Edit segmentation rule set
When memoQ imports a document, it splits the document into segments. Normally, a segment is more or less the same as a sentence. But you can use completely different segments, too.
A segmentation rule set tells memoQ how to split a document into segments.
A segmentation rule set specifies two things:
- The punctuation marks that end a segment.
-
Exceptions when the same punctuation marks don't end a segment after all. These exceptions are mostly abbreviations. For example, memoQ mustn't - and won't - start a new segment after Mr. in 'Mr. Smith'. From the translation editor, you can add new abbreviations to the segmentation rule set that you use in your project.
In fact - deeper down - memoQ uses regular expressions to spot the places where a new segment should start.
In this window, you can edit a segmentation rule set.
Belongs to a project: You choose a segmentation rule set for a project. To make your choice, open a project. In Project home, choose Settings. Click the Segmentation rules icon. (This icon has a pair of scissors in it.) Check the check box of the segmentation rule set you want to use.
Language does matter: A segmentation rule set always belongs to a language. memoQ can use a segmentation rule set if its main language is the same as the source language of the project.
How to get here
Open the Resource Console. Choose Segmentation rules. In the list, click the segmentation rule set you want to edit. Under the list, click Edit.

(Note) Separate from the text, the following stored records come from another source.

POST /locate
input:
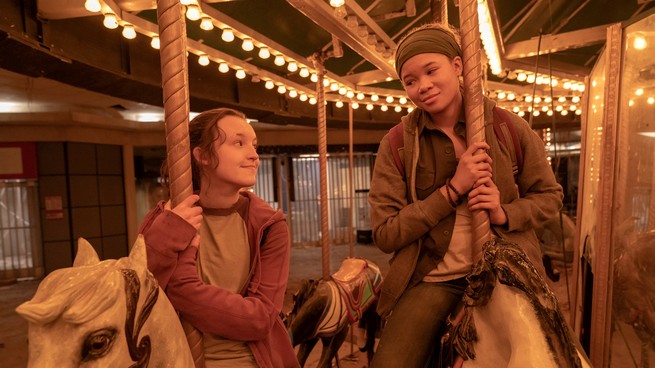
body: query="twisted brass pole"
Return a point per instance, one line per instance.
(473, 104)
(322, 156)
(172, 36)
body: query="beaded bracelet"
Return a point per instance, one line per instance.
(450, 199)
(451, 186)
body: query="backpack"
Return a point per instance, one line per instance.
(503, 127)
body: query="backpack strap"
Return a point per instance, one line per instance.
(396, 143)
(506, 134)
(503, 128)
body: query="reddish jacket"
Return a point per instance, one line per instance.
(252, 316)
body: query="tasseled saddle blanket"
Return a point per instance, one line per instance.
(353, 288)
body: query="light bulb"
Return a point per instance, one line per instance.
(203, 60)
(206, 24)
(92, 5)
(227, 35)
(279, 60)
(247, 44)
(110, 21)
(129, 32)
(193, 12)
(264, 52)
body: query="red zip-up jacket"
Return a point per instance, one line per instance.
(254, 314)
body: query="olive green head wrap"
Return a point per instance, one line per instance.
(426, 40)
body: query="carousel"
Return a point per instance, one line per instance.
(510, 315)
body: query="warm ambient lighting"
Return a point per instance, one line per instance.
(129, 32)
(264, 52)
(110, 21)
(247, 44)
(206, 24)
(193, 12)
(92, 5)
(227, 35)
(223, 68)
(155, 43)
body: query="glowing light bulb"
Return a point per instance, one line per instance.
(279, 60)
(227, 35)
(192, 12)
(129, 32)
(203, 60)
(206, 23)
(247, 44)
(92, 5)
(264, 52)
(110, 21)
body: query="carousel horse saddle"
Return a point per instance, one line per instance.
(358, 283)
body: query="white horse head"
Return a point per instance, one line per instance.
(104, 314)
(511, 317)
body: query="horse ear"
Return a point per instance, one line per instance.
(86, 254)
(138, 256)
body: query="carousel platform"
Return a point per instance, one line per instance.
(305, 264)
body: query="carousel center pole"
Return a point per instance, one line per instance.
(473, 104)
(322, 155)
(172, 35)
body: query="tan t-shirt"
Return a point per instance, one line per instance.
(224, 261)
(458, 260)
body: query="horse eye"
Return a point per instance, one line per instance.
(97, 344)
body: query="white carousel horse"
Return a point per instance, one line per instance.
(324, 309)
(510, 318)
(104, 314)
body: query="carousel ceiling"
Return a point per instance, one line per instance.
(262, 56)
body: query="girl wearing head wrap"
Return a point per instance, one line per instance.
(423, 215)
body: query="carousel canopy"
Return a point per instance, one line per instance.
(261, 56)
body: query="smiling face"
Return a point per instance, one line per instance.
(237, 159)
(431, 81)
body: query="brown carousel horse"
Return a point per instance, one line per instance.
(510, 317)
(634, 290)
(104, 314)
(324, 309)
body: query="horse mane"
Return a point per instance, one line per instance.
(507, 263)
(76, 294)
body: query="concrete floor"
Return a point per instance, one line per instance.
(305, 264)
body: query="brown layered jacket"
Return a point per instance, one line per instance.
(400, 220)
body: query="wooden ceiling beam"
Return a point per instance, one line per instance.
(556, 42)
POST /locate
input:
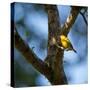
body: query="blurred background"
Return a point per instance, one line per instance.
(32, 25)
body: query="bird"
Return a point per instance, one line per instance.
(66, 44)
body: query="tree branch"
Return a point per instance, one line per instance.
(70, 20)
(84, 18)
(30, 56)
(55, 55)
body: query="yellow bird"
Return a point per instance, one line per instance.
(66, 44)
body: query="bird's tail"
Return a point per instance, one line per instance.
(74, 50)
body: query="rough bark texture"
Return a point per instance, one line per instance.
(52, 68)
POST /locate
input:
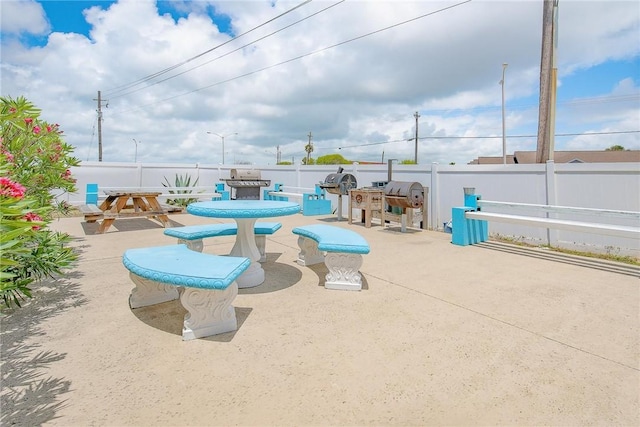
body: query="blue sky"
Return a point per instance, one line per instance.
(357, 97)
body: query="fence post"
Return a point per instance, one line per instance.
(550, 174)
(434, 217)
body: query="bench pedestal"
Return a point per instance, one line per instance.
(343, 267)
(309, 253)
(343, 271)
(209, 310)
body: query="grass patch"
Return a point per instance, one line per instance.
(625, 259)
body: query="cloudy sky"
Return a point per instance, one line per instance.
(267, 73)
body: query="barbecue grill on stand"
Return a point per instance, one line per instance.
(405, 195)
(339, 183)
(246, 183)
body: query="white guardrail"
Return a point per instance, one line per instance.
(470, 222)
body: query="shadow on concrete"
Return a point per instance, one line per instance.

From a project: Open a project. In Project home, choose Settings. In the Settings pane, click the Segmentation rules icon. (This icon has a pair of scissors in it.) In the list, click the segmentation rule set you want to edit. Under the list, click Edit.
From an online project: Open an online project for management. In the memoQ online project window, choose Settings. In the Settings pane, click the Segmentation rules icon. (This icon has a pair of scissors in it.) In the list, click the segmentation rule set you want to edit. Under the list, click Edit.
Can't edit a default segmentation rule set: There is a default segmentation rule set for every source language. To change the default settings, you must clone (copy) them first. To clone a segmentation rule set: Select it in the list. In Resource Console, click Clone. In a project, click Clone/use new. memoQ makes a copy of the segmentation rule set. If you're in a project, memoQ also starts using it. Then you can select the clone and click Edit.
What can you do?
Normally, a segmentation rule set appears like this:
Some segmentation rule sets appear in the advanced view: If a segmentation rule set has custom lists, you can no longer edit it in the simple view. To learn more about the advanced view, see the next section.
- Choose what symbols end a segment: If necessary, make changes in the Segment end box.
- Specify brackets and quotes: If necessary, change the Left bracket and Right bracket boxes. If there's an entire segment between these, the brackets and quotes become part of the segment.
- If the dot is after an abbreviation, the segment doesn't end: List the abbreviations in the Abbreviation box.
Add abbreviations from the translation editor: If you are using a segmentation rule set that still has the simple structure, you can add abbreviations directly from the translation editor. To do that: In the Edit ribbon, click Add abbreviation.
- Proper names that start with a lowercase letter can be at the beginning of a new segment: List these in the Proper name box.
- Some abbreviations can be only before numbers: List them in the Abbreviation before number box. memoQ will start a new segment after these - but not if they are followed by a number.
Abbreviations are case sensitive: Normally, memoQ recognizes an abbreviation if the lowercase and the uppercase letters appear the same way in the text. To make this case-insensitive, clear the Abbreviations are case sensitive check box.
If you want these lists alphabetically: To sort these lists of abbreviations and proper names alphabetically: Check the Order lists alphabetically check box. If you don't check this check box, the items appear in the order they were entered in the segmentation rule set.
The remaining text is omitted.